Sue Carlson, Nanaimo Citizen Advocacy Association vice-president, left, and Pamela Pady, president, hope to raise $25,000 in donations between now and the end of the association’s fiscal year, March 31, to cover wages for paid employees and other operating costs. CHRIS BUSH/the News Bulletin

Nanaimo Citizen Advocacy needs cash to cover operating costs

Organization helps 2,200 people annually through general and legal advocacy programs

Rising pressure for its services has Nanaimo Citizen Advocacy looking for the cash to help pay to provide them.

The organization, now in its 44th year of operation in Nanaimo, helps people with disability applications, general and legal advocacy, residential tenancy issues and a range of other services, through its paid staff and volunteers.

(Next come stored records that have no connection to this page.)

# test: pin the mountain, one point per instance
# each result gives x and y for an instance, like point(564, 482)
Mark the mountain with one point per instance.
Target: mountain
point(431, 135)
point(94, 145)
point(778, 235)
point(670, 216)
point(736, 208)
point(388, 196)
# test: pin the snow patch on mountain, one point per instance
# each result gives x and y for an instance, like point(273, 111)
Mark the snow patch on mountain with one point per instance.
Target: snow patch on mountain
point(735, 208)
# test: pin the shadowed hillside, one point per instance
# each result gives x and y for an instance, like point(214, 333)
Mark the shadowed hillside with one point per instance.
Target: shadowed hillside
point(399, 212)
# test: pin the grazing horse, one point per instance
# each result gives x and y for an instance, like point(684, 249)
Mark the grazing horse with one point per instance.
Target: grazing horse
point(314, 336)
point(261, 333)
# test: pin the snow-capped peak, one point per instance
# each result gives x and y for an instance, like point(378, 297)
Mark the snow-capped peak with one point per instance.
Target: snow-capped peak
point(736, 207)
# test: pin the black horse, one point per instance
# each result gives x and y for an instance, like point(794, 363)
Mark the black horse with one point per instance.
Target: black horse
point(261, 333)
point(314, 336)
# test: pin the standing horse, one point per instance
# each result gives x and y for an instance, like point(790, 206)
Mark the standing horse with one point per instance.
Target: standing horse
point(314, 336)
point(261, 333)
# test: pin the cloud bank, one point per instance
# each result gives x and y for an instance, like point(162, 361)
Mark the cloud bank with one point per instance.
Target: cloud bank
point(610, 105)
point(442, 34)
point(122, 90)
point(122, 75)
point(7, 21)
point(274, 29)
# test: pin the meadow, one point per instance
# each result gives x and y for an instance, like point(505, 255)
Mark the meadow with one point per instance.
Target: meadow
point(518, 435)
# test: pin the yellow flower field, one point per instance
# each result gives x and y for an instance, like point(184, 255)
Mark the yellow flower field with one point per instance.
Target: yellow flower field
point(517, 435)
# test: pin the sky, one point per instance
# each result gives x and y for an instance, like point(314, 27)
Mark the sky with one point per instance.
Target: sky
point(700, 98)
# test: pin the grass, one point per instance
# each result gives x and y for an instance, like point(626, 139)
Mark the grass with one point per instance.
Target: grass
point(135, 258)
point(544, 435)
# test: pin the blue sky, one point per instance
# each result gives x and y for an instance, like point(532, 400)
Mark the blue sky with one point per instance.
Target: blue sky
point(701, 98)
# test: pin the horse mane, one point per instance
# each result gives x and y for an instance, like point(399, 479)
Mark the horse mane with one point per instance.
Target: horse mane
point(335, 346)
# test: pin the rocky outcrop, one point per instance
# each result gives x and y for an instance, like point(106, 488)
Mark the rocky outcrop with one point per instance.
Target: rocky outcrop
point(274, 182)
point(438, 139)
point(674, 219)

Susan Carlson, NCAA board vice-president, said the association hopes to raise $25,000 by the end of its fiscal year, March 31, to cover wages for its paid general and legal advocates and other paid staff and operational expenses.

“We have five paid advocates and a bookkeeper who keeps us on the straight and narrow,” Carlson said. “We have legal and general advocates … they get paid differently.”

The association also relies on volunteers including Carlson and Pamela Pady, president, who have managed the operation since previous executive director, Deanna Ward, left to take a position with the provincial government in early 2018.

So far in 2018 the NCAA has handled well over 16,000 contacts with its approximately 2,200 clients.

“We help people, tenants, deal with bad landlords frequently, so that they can resolve differences between tenants and landlord. That is not an unusual situation,” Pady said.

People who find themselves suddenly homeless for a range of reasons that include being evicted because of sales of residential properties are among the kinds of cases NCAA staff deal with regularly and each visit from a client needing help can take two hours or more, which amounts to a heavy workload spread between the association’s five advocates.

“With the homeless, people are coming in who have been good tenants for years and then all of a sudden – not because of their behaviour, but because the landlord sells or something,” Carson said. “Those people are coming in all the time.”

To add to the work, NCAA staff have also just started conducting workshops showing clients how to apply for disability benefits.

In January the city helped NCAA get through a tough financial stretch with a one-time $10,000 grant.

“This was the first time we approached them in any way,” said Carlson said, who estimates the association’s work saves the city hundreds of thousands of dollars annually.

The association also receives funding from the province, the United Way and The Law Foundation of British Columbia.